Dans cet échange avec Jean-Pierre Olivier de Sardan, visant à décrypter le fonctionnement réel des États dans les pays du Sahel, on ne pouvait pas ne pas parler du rôle des partenaires extérieurs qui financent, conçoivent au moins en partie et supervisent les projets de développement. Ce sont les banques de développement, les agences de coopération bilatérale des pays donateurs, auxquels il faut ajouter les grandes organisations internationales non gouvernementales.
Parmi ce qu'Olivier de Sardan appelle « les prisons du pouvoir » dans un de ses articles sur la politique et l’État au Niger, il y a celle des experts internationaux. Il explique que l’aide au développement est une rente qui a des effets pervers : « Plutôt que de développer les initiatives locales, l’ingéniosité populaire, ou les réformes venant de l’intérieur, l’aide au développement induit la dépendance, les stratégies de captation et l’addiction aux réformes venant de l’extérieur… Les pouvoirs successifs ont une forte tendance à se mettre à la "remorque" des bailleurs de fonds, à accepter tout projet et tout programme dès lors qu’il constitue une manne financière, quand bien même on ne croit pas à son efficacité, quand bien même on ne lèvera pas le petit doigt pour en assurer le succès. »
Cette critique de l’aide au développement est aussi au cœur du dernier ouvrage en date de ce chercheur ancré dans le terrain nigérien, intitulé La revanche des contextes.
Tout à fait. Même si ce livre d’une remarquable richesse ne se limite absolument pas à une critique de l’aide au développement. Olivier de Sardan s’appuie sur des dizaines d’études du LASDEL sur des projets de développement, des politiques publiques dans la santé, l’éducation, des réformes appuyées par des bailleurs de fonds, pour montrer les écarts très importants entre les effets attendus et l’impact réel. Ces écarts résultent d’une inadaptation des projets aux contextes dans lesquels ils doivent être mis en œuvre.
Un expert international compétent mais qui ne connaît pas la réalité du fonctionnement d’un service de maternité, d’un centre de santé, d’une école dans une localité du Niger, du Mali ou d’ailleurs, ne peut pas anticiper les effets inattendus d’une nouvelle politique censée améliorer la délivrance d’un service. Les écarts dans les résultats reflètent aussi le grand décalage entre les normes officielles et ce qu'Olivier de Sardan appelle les normes pratiques, celles qui guident au quotidien le comportement des agents de l’État.
Vous avez aussi parlé des ressources humaines des États qui sont captées par les organisations internationales, les agences de développement, et qui participent de fait à un affaiblissement des administrations publiques…

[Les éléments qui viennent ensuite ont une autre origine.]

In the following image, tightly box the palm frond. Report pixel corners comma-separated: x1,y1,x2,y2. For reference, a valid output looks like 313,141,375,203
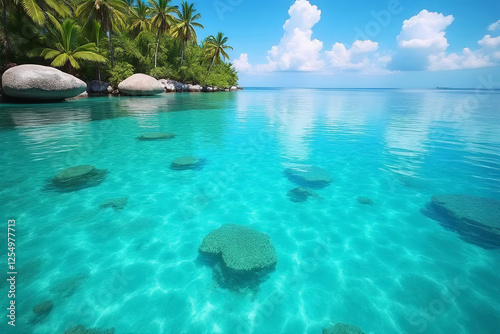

Absolument, Jean-Pierre Olivier de Sardan l’a dit très clairement lors de notre dialogue : tous les fonctionnaires ou presque rêvent de basculer du côté de l’industrie du développement, en travaillant comme salariés ou comme consultants pour des programmes sur financement extérieur, pour bénéficier de rémunérations et de conditions de travail incomparables avec celles de la fonction publique.
On ne peut pas continuer à faire semblant de ne pas voir que cette logique des projets, et l’ampleur qu’a prise l’industrie du développement dans la détermination des politiques publiques des pays africains, participent de l’affaiblissement ou au mieux du trop lent renforcement des États. Ce renforcement passe avant tout par l’intégrité et les compétences des ressources humaines dans le secteur public. Comme Olivier de Sardan, je pense qu’on ne bâtira pas des États avec des consultants. C’était le titre d’une tribune que j’avais publiée dans le magazine Jeune Afrique en 2018. L’intérêt à moyen et long terme de notre région exige de mettre la question sur la table même s’il n’y a pas de solution facile.